90's – A Middle Class Biopic is a 2024 Indian Telugu-language family drama television series created, written and directed by Aditya Hasan. The series was produced by Naveen Medaram and Rajasekhar Medaram. It stars Sivaji, Vasuki Anand, Mouli, Snehal Kamath, Vasanthika, and Rohan Roy in important roles. It premiered on ETV Win on 5 January 2024. It received highly positive reviews from critics.

==Plot==
In the heart of Wanaparthy, 90's tale revolves around Chandra Sekhar, a dedicated government teacher, and his wife, Rani, who tirelessly manages their modest home. The couple raises their three children - Raghu Teja, Divya, and Aditya - amid everyday struggles of a middle-class life.

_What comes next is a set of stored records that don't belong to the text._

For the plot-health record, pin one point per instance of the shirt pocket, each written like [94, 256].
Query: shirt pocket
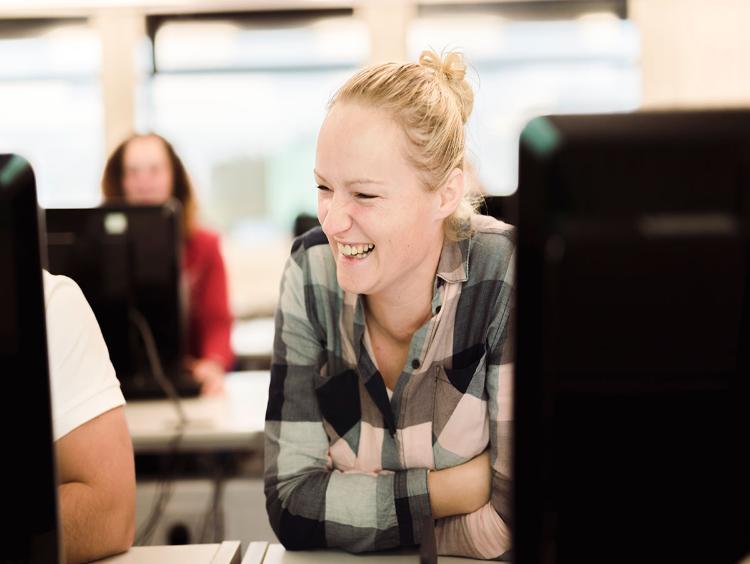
[461, 418]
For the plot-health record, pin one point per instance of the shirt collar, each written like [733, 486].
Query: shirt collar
[454, 261]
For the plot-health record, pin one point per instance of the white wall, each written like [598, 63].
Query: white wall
[694, 52]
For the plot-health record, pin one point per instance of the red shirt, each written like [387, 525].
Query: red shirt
[209, 320]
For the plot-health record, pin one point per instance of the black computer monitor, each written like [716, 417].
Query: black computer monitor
[27, 473]
[631, 407]
[127, 261]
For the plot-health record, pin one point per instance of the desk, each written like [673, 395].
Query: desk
[220, 430]
[232, 422]
[228, 552]
[252, 342]
[263, 553]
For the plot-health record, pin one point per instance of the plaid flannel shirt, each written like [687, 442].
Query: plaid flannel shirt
[345, 465]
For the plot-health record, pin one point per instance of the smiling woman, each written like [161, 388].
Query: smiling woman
[391, 378]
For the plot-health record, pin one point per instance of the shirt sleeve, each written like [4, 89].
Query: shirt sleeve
[82, 380]
[485, 533]
[309, 504]
[215, 318]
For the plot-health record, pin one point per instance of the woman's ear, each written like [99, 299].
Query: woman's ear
[451, 193]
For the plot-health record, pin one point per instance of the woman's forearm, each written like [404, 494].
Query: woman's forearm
[461, 489]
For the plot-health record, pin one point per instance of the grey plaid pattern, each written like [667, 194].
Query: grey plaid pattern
[345, 465]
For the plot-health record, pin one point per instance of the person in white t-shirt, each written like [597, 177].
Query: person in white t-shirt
[92, 443]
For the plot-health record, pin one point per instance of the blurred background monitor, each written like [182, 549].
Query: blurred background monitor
[30, 532]
[631, 402]
[127, 261]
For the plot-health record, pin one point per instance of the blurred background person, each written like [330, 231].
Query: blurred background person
[144, 169]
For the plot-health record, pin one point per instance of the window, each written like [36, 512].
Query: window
[528, 64]
[51, 106]
[242, 100]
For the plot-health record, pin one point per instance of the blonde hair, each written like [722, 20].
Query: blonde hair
[431, 101]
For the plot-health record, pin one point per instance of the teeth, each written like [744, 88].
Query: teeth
[359, 251]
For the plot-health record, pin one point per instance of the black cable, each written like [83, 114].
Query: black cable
[213, 518]
[165, 484]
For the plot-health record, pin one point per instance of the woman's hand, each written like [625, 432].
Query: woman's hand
[210, 375]
[460, 489]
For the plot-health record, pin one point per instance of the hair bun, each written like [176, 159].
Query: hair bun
[451, 66]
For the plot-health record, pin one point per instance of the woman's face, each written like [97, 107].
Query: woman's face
[146, 171]
[382, 225]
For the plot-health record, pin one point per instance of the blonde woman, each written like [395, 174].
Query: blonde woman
[391, 383]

Their lives echo the challenges of balancing dreams and reality, especially for the children, often left disheartened by the compromises demanded by their financial circumstances. Sekhar, fiercely devoted to his children's education, maintains a stern stance, believing in the transformative power of learning.

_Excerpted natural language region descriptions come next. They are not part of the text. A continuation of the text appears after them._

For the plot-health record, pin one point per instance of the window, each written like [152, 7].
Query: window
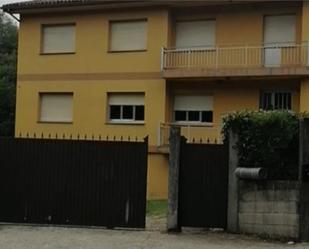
[128, 35]
[278, 29]
[58, 39]
[195, 33]
[126, 108]
[56, 107]
[195, 109]
[276, 101]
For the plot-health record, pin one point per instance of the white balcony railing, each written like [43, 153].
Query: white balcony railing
[192, 132]
[236, 57]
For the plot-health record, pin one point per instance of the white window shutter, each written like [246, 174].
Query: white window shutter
[195, 33]
[56, 107]
[126, 99]
[280, 29]
[193, 103]
[58, 39]
[130, 35]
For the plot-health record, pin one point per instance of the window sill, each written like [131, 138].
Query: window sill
[125, 123]
[193, 124]
[60, 53]
[127, 51]
[55, 122]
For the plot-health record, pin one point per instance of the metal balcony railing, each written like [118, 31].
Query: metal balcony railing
[236, 57]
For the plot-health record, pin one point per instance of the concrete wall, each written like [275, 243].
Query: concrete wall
[269, 208]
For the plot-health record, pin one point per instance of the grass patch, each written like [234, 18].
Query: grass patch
[157, 208]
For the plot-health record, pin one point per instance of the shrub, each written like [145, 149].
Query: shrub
[267, 139]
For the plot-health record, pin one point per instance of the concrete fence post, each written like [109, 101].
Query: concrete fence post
[173, 180]
[304, 185]
[232, 213]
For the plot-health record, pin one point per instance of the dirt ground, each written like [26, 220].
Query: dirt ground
[155, 237]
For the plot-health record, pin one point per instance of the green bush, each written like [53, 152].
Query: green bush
[267, 139]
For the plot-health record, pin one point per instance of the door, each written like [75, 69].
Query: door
[279, 31]
[203, 185]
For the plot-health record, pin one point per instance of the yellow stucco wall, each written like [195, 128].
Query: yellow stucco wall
[92, 72]
[304, 91]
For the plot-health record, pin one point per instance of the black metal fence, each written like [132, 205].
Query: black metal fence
[70, 182]
[203, 185]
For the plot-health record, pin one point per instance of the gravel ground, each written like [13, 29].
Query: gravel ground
[34, 237]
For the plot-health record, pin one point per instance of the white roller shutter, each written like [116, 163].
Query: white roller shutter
[130, 35]
[58, 39]
[126, 99]
[193, 103]
[280, 29]
[195, 33]
[56, 107]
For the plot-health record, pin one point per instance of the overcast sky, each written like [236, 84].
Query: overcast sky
[10, 1]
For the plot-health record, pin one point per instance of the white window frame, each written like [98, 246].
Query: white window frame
[273, 96]
[196, 123]
[110, 45]
[44, 52]
[122, 120]
[51, 120]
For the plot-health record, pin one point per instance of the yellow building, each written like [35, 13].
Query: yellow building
[119, 68]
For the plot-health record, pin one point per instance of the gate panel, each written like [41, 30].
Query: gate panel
[203, 185]
[66, 182]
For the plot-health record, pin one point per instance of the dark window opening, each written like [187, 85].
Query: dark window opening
[115, 112]
[139, 113]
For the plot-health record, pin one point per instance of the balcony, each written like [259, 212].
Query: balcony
[236, 61]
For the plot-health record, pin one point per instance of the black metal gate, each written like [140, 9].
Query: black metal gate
[66, 182]
[203, 185]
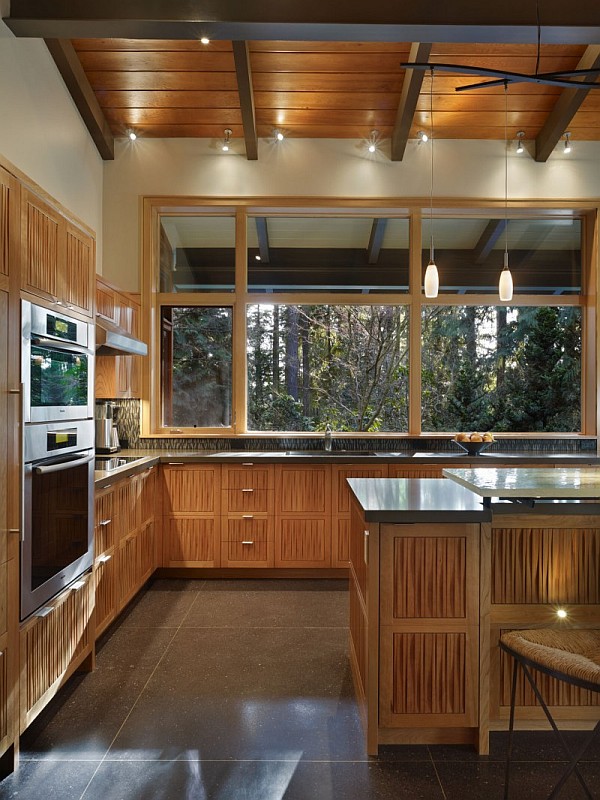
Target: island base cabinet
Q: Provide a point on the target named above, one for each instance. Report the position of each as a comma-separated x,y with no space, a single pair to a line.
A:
54,645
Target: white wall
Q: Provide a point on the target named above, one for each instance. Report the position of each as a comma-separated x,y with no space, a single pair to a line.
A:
324,168
41,132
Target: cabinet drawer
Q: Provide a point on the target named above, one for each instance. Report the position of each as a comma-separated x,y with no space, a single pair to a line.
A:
248,476
247,554
247,529
247,499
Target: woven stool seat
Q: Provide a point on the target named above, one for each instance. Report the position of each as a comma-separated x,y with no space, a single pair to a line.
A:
572,656
573,653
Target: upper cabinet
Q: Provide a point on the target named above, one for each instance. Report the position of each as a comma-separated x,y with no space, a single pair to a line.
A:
58,259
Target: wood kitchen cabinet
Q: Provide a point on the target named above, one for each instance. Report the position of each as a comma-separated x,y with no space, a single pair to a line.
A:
303,516
57,258
340,523
54,643
191,501
247,522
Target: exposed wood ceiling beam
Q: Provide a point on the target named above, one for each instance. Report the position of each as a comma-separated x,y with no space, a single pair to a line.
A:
411,88
565,108
376,239
244,78
575,22
488,239
263,239
76,81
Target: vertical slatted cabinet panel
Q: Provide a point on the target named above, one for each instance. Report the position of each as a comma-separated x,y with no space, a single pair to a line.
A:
105,564
537,565
247,522
303,516
80,270
429,626
53,646
340,542
42,246
191,500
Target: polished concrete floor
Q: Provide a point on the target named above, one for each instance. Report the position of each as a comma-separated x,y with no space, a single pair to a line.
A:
223,690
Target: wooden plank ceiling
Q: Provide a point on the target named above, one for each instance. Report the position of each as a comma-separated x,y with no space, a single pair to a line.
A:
165,88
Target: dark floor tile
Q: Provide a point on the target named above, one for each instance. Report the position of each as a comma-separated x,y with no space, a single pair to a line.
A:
50,780
281,604
263,780
245,694
529,780
527,746
164,605
83,719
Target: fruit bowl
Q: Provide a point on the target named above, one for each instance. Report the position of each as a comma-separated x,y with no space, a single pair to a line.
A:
473,448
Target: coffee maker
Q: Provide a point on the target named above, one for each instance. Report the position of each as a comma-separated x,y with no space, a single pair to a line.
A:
107,437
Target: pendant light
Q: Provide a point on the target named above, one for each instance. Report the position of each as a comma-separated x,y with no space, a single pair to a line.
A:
505,286
431,284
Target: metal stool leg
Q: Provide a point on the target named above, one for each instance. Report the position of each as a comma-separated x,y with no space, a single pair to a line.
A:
572,760
511,725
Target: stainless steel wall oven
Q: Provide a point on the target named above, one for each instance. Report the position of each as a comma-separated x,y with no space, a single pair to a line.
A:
57,365
57,373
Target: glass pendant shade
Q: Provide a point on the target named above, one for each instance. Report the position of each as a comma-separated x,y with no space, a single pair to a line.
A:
505,287
432,281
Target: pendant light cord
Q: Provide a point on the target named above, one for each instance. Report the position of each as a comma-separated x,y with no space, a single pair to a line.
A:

The narrative unravels as a poignant rollercoaster, delving into the spectrum of emotions that resonate within a middle-class family. It offers a compelling exploration of familial bonds, aspirations, and the intricate dynamics amidst the backdrop of a rapidly changing society. As each character navigates their unique journey, the series delicately interweaves hope, sacrifice, and the pursuit of a better tomorrow.

==Cast==
- Sivaji as Madham Chandra Sekhar; Raghu, Divya, and Aditya's father
- Vasuki Anand as Madham Shobha Rani; Raghu, Divya, and Aditya's mother
- Mouli Tanuj Prasanth as Madham Raghu Teja, Divya and Aditya's elder brother
- Vasanthika Macha as Madham Divya, Raghu's younger sister and Aditya's elder sister
- Rohan Roy as Madham Aditya, Raghu and Divya's younger brother
- Anil as Karthik, Raghu's best friend
- Siddarth as Naveed, Divya's classmate and love interest
- Snehal Kamat as Suchita David Paul, Raghu's classmate and love interest

== Episodes ==

| Series | Episodes |  | Originally released |  |
|---|---|---|---|---|
| 1 | 6 |  | 5 January 2024 |  |

| No. overall | No. in season | Title | Directed by | Written by | Original release date |
|---|---|---|---|---|---|
| 1 | 1 | "100 Rupees" | Aditya Haasan | Aditya Haasan | 5 January 2024 |
| 2 | 2 | "Signature" | Aditya Haasan | Aditya Haasan | 5 January 2024 |
| 3 | 3 | "Rat Race" | Aditya Haasan | Aditya Haasan | 5 January 2024 |
| 4 | 4 | "Upma" | Aditya Haasan | Aditya Haasan | 5 January 2024 |
| 5 | 5 | "Fair and Cream" | Aditya Haasan | Aditya Haasan | 5 January 2024 |
| 6 | 6 | "Slam Book" | Aditya Haasan | Aditya Haasan | 5 January 2024 |

==Reception==

Chatakonda Krishna of Hindustan Times gave the series 3.35/5 stars in their review and wrote that "This is a perfect web series to watch with family. Even though it may seem long here and there, it does not get boring". A critic from Eenadu called it "A beautiful emotional Journey".